Professor Kerry Brown | |
---|---|
First Secretary of the Embassy of the United Kingdom, Beijing | |
In office 1998–2005 | |
Monarch | Elizabeth II |
Prime Minister | Tony Blair |
Ambassador | Christopher Hum |
Personal details | |
Nationality | British |
Alma mater | University of Cambridge (MA) Leeds University (PhD) |
Occupation | Professor, sinologist, author |
Awards | Fellow of the Royal Society of Arts (2017) |
Website | www |
Kerry Brown (born 1967) is a British historian, author[1][2] and sinologist specialising in Chinese history, international relations and politics. Brown is a current Professor of Chinese Studies and Director of the Lau China Institute at King's College, London, President of the Kent Archeological Society,[3] and Associate Fellow on the Asia Pacific programme at Chatham House.[4] From 2012 to 2015, he was a Professor of Chinese Politics and Director of the China Studies Centre at the University of Sydney, and from 1998 to 2005, he worked at the British Foreign and Commonwealth Office as First Secretary of the Embassy of the United Kingdom, Beijing from 2000 to 2003, and then as Head of the Indonesia, Philippine and East Timor Section from 2003 to 2005.[5] From 2011 to 2014, he led the Europe China Research and Advice Network (ECRAN) funded by the European Union.[6]

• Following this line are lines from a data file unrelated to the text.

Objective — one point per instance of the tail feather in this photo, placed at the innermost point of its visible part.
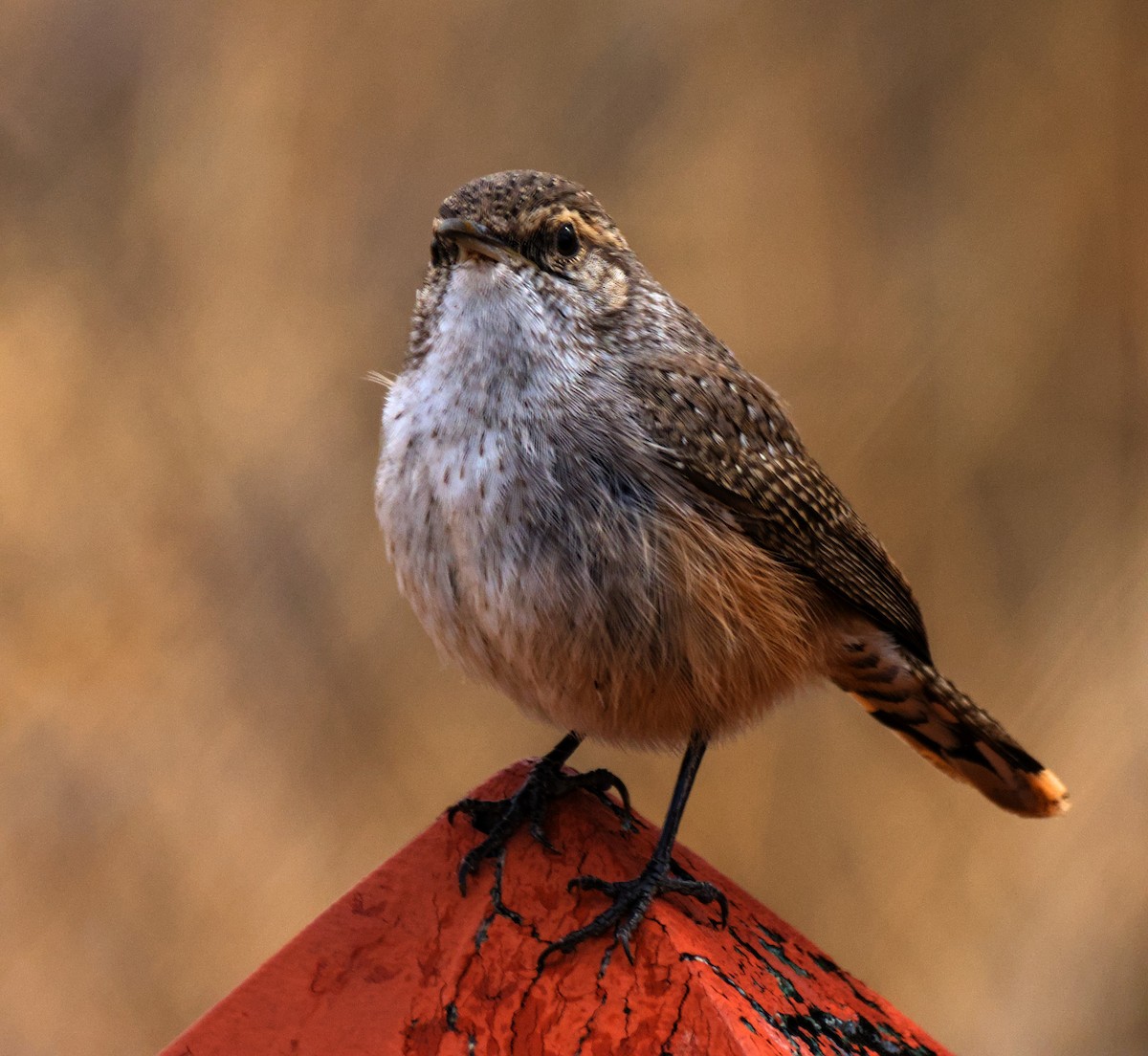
(927, 711)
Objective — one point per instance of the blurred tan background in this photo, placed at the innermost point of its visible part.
(927, 225)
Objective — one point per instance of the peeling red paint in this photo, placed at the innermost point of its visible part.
(403, 963)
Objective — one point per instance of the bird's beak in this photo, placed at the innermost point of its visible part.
(474, 240)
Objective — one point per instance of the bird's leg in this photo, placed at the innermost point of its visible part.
(500, 819)
(630, 899)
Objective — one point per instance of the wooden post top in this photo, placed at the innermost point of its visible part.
(405, 964)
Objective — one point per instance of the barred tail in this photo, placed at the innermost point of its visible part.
(927, 711)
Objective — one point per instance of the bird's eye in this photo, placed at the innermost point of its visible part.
(566, 240)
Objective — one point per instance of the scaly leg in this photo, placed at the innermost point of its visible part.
(630, 899)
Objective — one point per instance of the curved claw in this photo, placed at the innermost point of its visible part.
(629, 902)
(500, 819)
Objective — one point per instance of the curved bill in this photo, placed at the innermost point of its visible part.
(475, 240)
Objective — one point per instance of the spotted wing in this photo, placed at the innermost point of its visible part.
(726, 433)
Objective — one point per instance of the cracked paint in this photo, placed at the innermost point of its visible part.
(405, 963)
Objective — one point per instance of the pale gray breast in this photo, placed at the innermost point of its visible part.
(509, 510)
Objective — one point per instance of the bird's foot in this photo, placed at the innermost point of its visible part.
(630, 900)
(500, 819)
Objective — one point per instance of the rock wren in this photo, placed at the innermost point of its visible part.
(591, 504)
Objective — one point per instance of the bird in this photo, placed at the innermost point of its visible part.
(592, 505)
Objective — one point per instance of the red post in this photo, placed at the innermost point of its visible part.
(403, 963)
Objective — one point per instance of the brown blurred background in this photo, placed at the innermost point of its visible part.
(925, 224)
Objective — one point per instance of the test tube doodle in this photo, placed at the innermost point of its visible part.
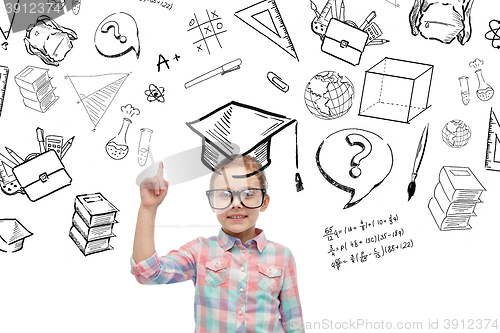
(464, 89)
(144, 146)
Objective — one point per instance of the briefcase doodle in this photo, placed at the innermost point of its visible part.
(341, 38)
(37, 175)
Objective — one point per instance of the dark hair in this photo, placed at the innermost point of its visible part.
(249, 162)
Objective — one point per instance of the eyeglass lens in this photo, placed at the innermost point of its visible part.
(250, 198)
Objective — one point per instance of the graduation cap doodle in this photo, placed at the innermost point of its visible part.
(236, 128)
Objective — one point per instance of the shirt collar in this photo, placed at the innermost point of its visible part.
(226, 241)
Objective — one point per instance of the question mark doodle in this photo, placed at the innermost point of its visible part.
(366, 146)
(116, 30)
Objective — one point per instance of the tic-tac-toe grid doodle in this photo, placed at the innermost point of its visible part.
(207, 29)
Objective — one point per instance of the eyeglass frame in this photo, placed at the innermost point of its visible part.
(233, 193)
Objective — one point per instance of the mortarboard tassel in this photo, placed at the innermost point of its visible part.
(298, 181)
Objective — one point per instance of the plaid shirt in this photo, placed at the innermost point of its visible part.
(239, 288)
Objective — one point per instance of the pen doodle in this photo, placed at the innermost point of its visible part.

Brown is a prolific author on matters relating to contemporary China, having written over 20 books since 2006. His main interests are around the development of politics and society in China from 1949 onwards. He has written in particular about the Chinese Communist Party as a cultural rather than a purely political organisation and about contemporary elite political figures such as Hu Jintao, Xi Jinping, and about China's international relations.[7][8][9] In particular, he has produced studies on the kinds of power China's current leader Xi Jinping has, and how to explain the remarkable consolidation at least of symbolic power in the hands of one elite figure. To try to explain this, he has resisted reliance on faction theories, looking at more complex ideas around varying kinds of networks in Chinese society, and the ways that politicians within the Communist system recruit different levels of support. His initial interest was in the role of the Cultural Revolution, in particular in the Inner Mongolian area of the People's Republic, and the ways in which a national campaign was adapted to the specific ethnic and social situation in this region. This grew from two years spent living in Inner Mongolia from 1994 to 1996. He has also published work academically on the uses of language and its relationship to institutions and power structures in China, and in 2017 was elected a Fellow of the Royal Society of Arts.[10] He is currently working on a history of Britain's relations with China from the 16th century, and the ways in which the complex interaction between the shifting identities of these two powers over the last five centuries have created the multi-layered relationship they have today. in 2022 he published a source book of materials of key European thinkers from Hegel to Leibniz to Weber and their thinking on China from the 17th century to the 1970s. He has written for every major news outlet, appeared on all major news networks commenting on China, and lectured about China in over 45 countries across four continents.
Brown holds an M.A. from Cambridge University and a PhD in Chinese politics and language from Leeds University. He has a postgraduate diploma in Chinese from the University of West London.[11]